Obgleich es bis dahin eher harmonisch zugegangen war zwischen Laschet und Gabriel, gab es gegen Ende des Gesprächs dann doch noch Dissens. Dieser fußte auf der Aussage des französischen Präsidenten Emmanuel Macron in China, wonach Europa aufpassen müsse, nicht in Krisen verwickelt zu werden, „die nicht unsere sind“. Damit meinte Macron die drohende Annexion Taiwans durch China. Gabriel beklagte, das Ergebnis einer solchen Aussage sei, dass Macron Europa spalte und dass diese Aussage zu einem denkbar ungünstigen Zeitpunkt gekommen sei. Laschet nahm Macron dagegen in Schutz. Er interpretierte die Aussage derart, dass Macron dazu gemahnt habe, Europa müsse aufpassen, den Konflikt nicht weiter zu verschärfen. 

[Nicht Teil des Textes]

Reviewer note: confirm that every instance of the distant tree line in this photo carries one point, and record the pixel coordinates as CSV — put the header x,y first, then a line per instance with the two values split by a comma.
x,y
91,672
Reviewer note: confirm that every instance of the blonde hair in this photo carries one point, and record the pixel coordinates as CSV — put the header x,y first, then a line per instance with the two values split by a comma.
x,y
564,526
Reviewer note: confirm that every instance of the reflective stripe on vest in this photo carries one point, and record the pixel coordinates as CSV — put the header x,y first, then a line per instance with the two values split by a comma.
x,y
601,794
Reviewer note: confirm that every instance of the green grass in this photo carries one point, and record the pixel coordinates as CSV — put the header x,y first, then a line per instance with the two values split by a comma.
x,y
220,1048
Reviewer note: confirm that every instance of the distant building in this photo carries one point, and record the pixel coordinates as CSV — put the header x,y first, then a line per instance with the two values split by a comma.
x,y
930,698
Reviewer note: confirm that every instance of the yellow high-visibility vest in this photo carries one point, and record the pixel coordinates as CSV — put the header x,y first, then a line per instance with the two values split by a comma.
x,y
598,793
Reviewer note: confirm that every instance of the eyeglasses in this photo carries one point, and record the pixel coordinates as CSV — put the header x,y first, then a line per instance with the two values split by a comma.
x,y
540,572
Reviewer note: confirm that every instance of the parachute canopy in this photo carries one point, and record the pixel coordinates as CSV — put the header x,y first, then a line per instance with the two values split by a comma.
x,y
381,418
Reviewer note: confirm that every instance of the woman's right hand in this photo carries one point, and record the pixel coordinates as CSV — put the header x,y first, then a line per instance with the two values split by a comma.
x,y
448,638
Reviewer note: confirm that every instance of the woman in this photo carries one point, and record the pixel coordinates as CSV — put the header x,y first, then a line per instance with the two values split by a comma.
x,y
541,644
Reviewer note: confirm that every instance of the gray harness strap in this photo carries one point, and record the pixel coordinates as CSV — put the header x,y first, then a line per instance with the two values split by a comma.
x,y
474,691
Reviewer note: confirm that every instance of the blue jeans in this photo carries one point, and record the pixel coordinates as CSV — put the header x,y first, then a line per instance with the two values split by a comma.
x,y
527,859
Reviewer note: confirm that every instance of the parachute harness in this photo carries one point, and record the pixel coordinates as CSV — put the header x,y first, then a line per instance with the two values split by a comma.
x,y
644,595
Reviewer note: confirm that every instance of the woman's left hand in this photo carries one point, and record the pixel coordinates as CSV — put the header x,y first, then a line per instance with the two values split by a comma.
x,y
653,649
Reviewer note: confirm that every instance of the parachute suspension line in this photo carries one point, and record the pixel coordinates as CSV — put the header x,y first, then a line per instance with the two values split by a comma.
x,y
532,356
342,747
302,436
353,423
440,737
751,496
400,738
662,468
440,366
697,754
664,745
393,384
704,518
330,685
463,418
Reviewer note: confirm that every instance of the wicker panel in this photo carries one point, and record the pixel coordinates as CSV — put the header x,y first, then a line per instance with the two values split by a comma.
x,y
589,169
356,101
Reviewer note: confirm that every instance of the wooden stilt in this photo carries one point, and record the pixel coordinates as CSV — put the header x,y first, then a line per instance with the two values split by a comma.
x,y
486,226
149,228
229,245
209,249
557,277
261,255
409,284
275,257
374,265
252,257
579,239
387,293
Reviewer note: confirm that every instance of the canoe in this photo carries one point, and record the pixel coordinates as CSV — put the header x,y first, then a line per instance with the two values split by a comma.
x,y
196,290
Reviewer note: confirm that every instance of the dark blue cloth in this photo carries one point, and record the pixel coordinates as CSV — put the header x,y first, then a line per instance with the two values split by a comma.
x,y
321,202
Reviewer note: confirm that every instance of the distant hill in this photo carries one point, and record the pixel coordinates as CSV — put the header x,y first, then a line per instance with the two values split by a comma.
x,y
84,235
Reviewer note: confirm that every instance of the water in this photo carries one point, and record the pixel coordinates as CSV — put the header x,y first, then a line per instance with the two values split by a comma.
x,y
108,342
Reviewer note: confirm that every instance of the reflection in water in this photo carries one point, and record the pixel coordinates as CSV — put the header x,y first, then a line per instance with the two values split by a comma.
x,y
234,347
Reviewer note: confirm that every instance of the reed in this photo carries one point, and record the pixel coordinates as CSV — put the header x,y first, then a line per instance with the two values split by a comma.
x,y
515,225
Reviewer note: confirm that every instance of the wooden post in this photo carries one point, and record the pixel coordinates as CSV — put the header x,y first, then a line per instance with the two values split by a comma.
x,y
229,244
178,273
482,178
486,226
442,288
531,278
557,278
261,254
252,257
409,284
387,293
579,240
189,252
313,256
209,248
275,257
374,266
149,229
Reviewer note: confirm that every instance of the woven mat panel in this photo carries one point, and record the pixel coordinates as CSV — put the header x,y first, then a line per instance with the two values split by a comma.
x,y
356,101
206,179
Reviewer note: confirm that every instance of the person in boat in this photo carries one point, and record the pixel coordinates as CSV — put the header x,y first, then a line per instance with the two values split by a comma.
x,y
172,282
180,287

„Meine Erfahrung in der Politik ist: Das Richtige zum falschen Zeitpunkt ist auch falsch“, hielt Gabriel dagegen. Über die Souveränität Europas in einer Situation zu reden, in der man die Amerikaner brauche, damit Russland nicht morgen an der Grenze zu Polen stehe, sei falsch. Schließlich, so Gabriel, gebe es die baltischen Länder, Polen und andere, die den Ukraine-Krieg auch als Bedrohung für die eigene Existenz wahrnehmen. „Dass es darum gehen muss, dass Europa selbstständiger wird, keine Frage. Aber wir konnten nicht einmal unsere Soldaten ohne die Hilfe von Qatar Airways aus Kabul zurückholen und jetzt reden wir über militärische Selbstständigkeit und Führung der Deutschen. Das finde ich, ehrlich gesagt, ein bisschen albern“, so Gabriel. 

Reise in die Zukunft? 

Nach einer guten halben Stunde war das Gespräch dann vorüber. Was hängenblieb: Es lässt sich auch ruhig und sachlich über Politik streiten – und etwas mehr Pragmatismus und etwas weniger moralische Selbstüberhöhung und europäische Hybris auf dem internationalen politischen Parkett kann auch nicht schaden. Und die Frage schwingt ein wenig nach: War das bei Maischberger am Dienstagabend nun eine Zeitreise in die Vergangenheit oder doch eine in die Zukunft? Nicht unbedingt wegen Laschet und Gabriel, aber wegen SPD und CDU, die jüngst in Berlin zusammengefunden haben – und dies nach der nächsten Bundestagswahl auch wieder auf Bundesebene könnten.